I have a string, like e.g. acaddef
or bbaaddgg
. I have to remove from it, as fast as possible, all repeating characters. So, for example, pooaatat
after should look like poat
and ggaatpop
should look like gatpo
. Is there any built-in function or algorithm to do that quickly? I tried to search STL, but without satisfaing result.
3 Answers
Okay, so here are 4 different solutions.
Fixed Array
std::string str = "pooaatat";
// Prints "poat"
short count[256] = {0};
std::copy_if(str.begin(), str.end(), std::ostream_iterator<char>(std::cout),
[&](unsigned char c) { return count[c]++ == 0; });
Count Algorithm + Iterator
std::string str = "pooaatat";
// Prints "poat"
std::string::iterator iter = str.begin();
std::copy_if(str.begin(), str.end(), std::ostream_iterator<char>(std::cout),
[&](char c) { return !std::count(str.begin(), iter++, c); });
Unordered Set
std::string str = "pooaatat";
// Prints "poat"
std::unordered_set<char> container;
std::copy_if(str.begin(), str.end(), std::ostream_iterator<char>(std::cout),
[&](char c) { return container.insert(c).second; });
Unordered Map
std::string str = "pooaatat";
// Prints "poat"
std::unordered_map<char, int> container;
std::copy_if(str.begin(), str.end(), std::ostream_iterator<char>(std::cout),
[&](char c) { return container[c]++ == 0; });
AFAIK, there is no built-in algorithm for doing this. The std::unique
algorithm is valid if you want to remove only consecutive duplicate characters.
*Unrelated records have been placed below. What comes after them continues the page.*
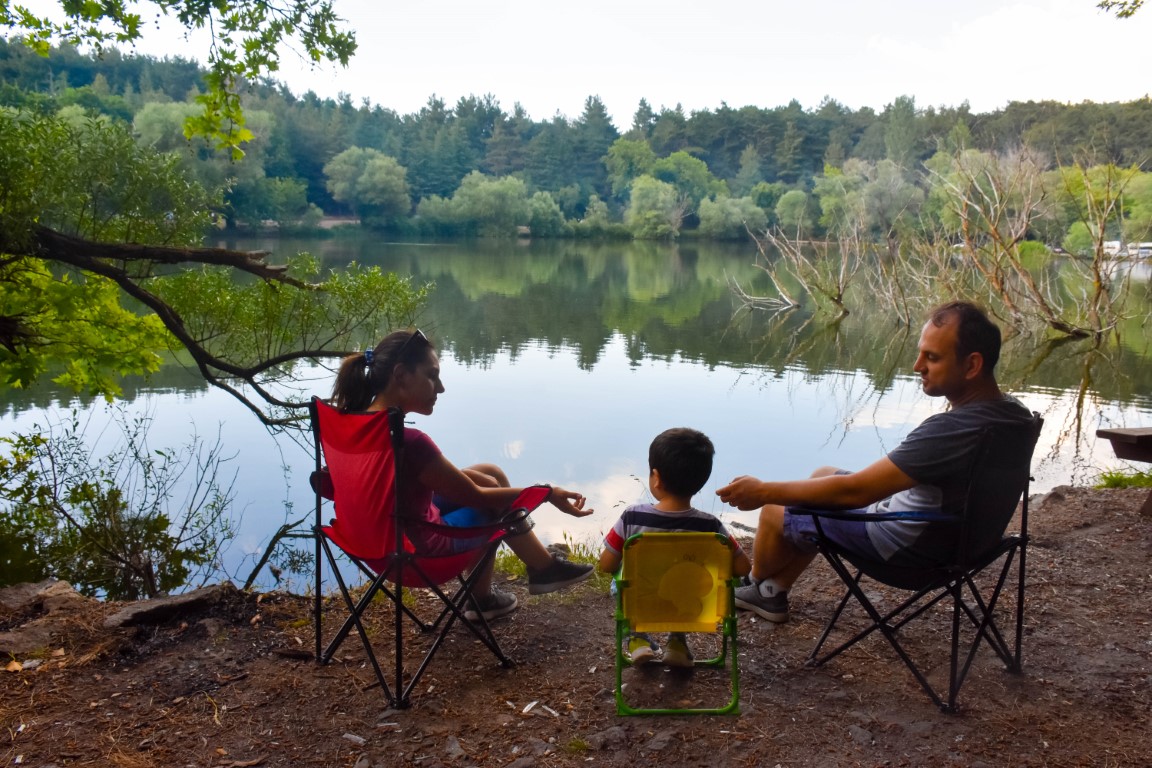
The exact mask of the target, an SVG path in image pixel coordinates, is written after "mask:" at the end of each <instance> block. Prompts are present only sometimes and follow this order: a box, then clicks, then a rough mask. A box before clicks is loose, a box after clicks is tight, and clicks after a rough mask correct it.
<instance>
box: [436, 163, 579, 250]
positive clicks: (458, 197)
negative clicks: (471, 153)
mask: <svg viewBox="0 0 1152 768" xmlns="http://www.w3.org/2000/svg"><path fill="white" fill-rule="evenodd" d="M550 199H551V196H550ZM533 205H535V206H537V207H536V208H535V211H537V212H538V213H540V214H541V215H544V216H545V219H541V226H544V227H546V228H547V227H554V225H555V220H554V216H555V214H556V213H559V207H558V208H556V210H555V211H552V210H551V206H548V205H547V201H546V200H545V199H544V198H539V199H537V200H536V203H535V204H530V203H529V197H528V187H526V185H525V184H524V182H523V181H522V180H520V178H516V177H515V176H503V177H501V178H492V177H491V176H485V175H484V174H482V173H480V172H478V170H473V172H472V173H470V174H469V175H468V176H465V177H464V181H463V182H461V184H460V188H458V189H457V190H456V193H455V195H453V196H452V199H450V200H446V199H444V198H439V197H431V198H425V199H424V200H420V204H419V206H417V210H416V213H417V216H418V220H419V223H420V226H422V227H423V228H424V229H426V230H429V231H435V233H440V234H456V235H480V236H482V237H515V236H516V231H517V228H518V227H525V226H529V223H530V220H531V216H532V214H533ZM552 205H553V206H554V205H555V203H554V201H553V203H552ZM548 221H551V222H552V223H548ZM541 234H543V233H541Z"/></svg>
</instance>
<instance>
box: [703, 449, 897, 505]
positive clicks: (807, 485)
mask: <svg viewBox="0 0 1152 768" xmlns="http://www.w3.org/2000/svg"><path fill="white" fill-rule="evenodd" d="M915 485H916V480H914V479H912V478H910V477H908V476H907V474H904V472H903V471H902V470H901V469H900V467H899V466H896V465H895V464H893V463H892V461H890V459H889V458H888V457H887V456H885V457H884V458H881V459H880V461H878V462H876V463H873V464H870V465H869V466H866V467H864V469H863V470H861V471H859V472H852V473H851V474H828V476H825V477H819V478H809V479H806V480H787V481H781V482H772V481H765V480H758V479H757V478H752V477H748V476H742V477H738V478H736V479H735V480H733V481H732V482H729V484H728V485H726V486H725V487H722V488H720V489H719V491H717V495H718V496H720V501H722V502H723V503H726V504H732V505H733V507H736V508H737V509H743V510H752V509H759V508H760V507H764V505H765V504H782V505H786V507H788V505H793V507H812V508H813V509H838V508H839V509H855V508H858V507H866V505H867V504H871V503H872V502H876V501H880V500H881V499H887V497H888V496H890V495H892V494H894V493H899V492H901V491H907V489H908V488H911V487H912V486H915Z"/></svg>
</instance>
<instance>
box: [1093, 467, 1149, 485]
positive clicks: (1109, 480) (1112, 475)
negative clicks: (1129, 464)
mask: <svg viewBox="0 0 1152 768" xmlns="http://www.w3.org/2000/svg"><path fill="white" fill-rule="evenodd" d="M1093 487H1096V488H1152V472H1143V471H1123V470H1109V471H1107V472H1101V473H1100V478H1099V480H1097V482H1096V486H1093Z"/></svg>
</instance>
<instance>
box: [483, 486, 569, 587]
mask: <svg viewBox="0 0 1152 768" xmlns="http://www.w3.org/2000/svg"><path fill="white" fill-rule="evenodd" d="M463 471H464V474H467V476H468V477H470V478H471V479H472V481H473V482H475V484H476V485H478V486H483V487H485V488H498V487H501V488H508V487H510V486H511V482H509V480H508V476H507V474H505V472H503V470H501V469H500V467H499V466H497V465H495V464H473V465H472V466H467V467H464V470H463ZM505 541H507V542H508V546H509V547H510V548H511V550H513V552H514V553H516V556H517V557H520V558H521V561H523V563H524V565H525V567H526V568H528V570H529V571H540V570H544V569H545V568H547V567H548V565H551V564H552V554H551V553H550V552H548V550H547V549H546V548H545V546H544V543H543V542H541V541H540V540H539V539H538V538H537V537H536V534H535V533H532V532H531V531H525V532H524V533H520V534H517V535H510V537H508V538H507V539H505ZM492 565H494V563H490V564H488V567H487V569H486V572H483V573H480V576H479V578H478V579H477V581H476V594H478V595H482V596H483V595H486V594H488V593H490V592H491V591H492Z"/></svg>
However you can follow the following simple approach:
If the string contains only ASCII characters, you can form a boolean array A[256] denoting whether the respective character has been encountered already or not.
Then simply traverse the input string and copy the character to output if A[character] is still 0 (and make A[character] = 1).
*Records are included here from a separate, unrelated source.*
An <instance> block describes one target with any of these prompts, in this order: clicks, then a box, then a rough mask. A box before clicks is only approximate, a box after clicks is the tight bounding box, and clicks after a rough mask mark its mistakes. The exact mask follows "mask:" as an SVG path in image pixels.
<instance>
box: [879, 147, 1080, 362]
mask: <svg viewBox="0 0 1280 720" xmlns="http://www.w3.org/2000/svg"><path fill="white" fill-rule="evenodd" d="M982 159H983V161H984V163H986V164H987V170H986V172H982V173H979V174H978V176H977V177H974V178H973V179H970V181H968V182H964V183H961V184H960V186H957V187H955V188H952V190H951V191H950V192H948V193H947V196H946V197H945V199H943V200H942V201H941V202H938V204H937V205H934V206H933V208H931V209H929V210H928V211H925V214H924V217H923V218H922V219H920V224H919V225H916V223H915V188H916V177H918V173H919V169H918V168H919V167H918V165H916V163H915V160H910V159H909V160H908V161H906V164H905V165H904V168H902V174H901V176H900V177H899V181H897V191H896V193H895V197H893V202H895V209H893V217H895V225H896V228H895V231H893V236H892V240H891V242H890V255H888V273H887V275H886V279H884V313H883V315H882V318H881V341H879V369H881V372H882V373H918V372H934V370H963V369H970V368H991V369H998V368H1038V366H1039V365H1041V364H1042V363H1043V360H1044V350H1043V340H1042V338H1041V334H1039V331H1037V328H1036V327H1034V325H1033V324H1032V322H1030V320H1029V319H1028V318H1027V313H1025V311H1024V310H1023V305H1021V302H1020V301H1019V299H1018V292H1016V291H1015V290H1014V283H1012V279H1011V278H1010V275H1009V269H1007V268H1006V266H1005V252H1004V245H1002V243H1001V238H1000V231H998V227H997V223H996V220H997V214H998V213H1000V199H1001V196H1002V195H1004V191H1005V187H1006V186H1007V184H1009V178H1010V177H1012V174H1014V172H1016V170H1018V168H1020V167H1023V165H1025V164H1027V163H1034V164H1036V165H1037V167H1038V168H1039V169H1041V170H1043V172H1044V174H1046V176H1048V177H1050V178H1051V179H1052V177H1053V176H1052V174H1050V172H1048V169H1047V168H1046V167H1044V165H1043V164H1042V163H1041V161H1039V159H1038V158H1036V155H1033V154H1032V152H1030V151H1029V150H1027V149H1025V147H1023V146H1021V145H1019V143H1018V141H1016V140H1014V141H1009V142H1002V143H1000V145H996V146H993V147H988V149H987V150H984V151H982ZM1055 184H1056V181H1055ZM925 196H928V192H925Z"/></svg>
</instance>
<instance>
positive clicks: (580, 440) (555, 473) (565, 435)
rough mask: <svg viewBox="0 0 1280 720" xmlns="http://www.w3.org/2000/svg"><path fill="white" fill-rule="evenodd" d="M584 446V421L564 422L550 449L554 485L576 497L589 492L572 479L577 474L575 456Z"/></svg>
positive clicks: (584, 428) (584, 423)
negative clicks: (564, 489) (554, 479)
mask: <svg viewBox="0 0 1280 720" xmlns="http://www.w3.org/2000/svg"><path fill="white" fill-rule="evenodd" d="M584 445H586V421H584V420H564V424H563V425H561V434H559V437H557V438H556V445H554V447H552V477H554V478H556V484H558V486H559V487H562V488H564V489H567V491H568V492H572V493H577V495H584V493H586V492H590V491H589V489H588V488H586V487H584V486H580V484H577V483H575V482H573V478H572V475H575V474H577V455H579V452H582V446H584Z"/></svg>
In case the string contains arbitrary characters, then you can use a std::unordered_map
or a std::map
of char to int.
-
ASCII contains only 128 codepoints and is largely irrelevant. With your 256 element array, the restriction is only that the character set have at most 256 codepoints, that each has a 1-byte encoding and that there are no "combining characters," which would need to be kept with preceding codepoint. Sep 20, 2014 at 12:10
Built-in regular expressions should be efficient, i.e.
#include <regex>
[...]
const std::regex pattern("([\\w ])(?!\\1)");
string s = "ssha3akjssss42jj 234444 203488842882387 heeelloooo";
std::string result;
for (std::sregex_iterator i(s.begin(), s.end(), pattern), end; i != end; ++i)
result.append((*i)[1]);
std::cout << result << std::endl;
Of course, you can modify the cpaturing group to your needs. The good thing is that it is supported in Visual Studio 2010 tr1 already. gcc 4.8, however, seems to have a problem with regex iterators.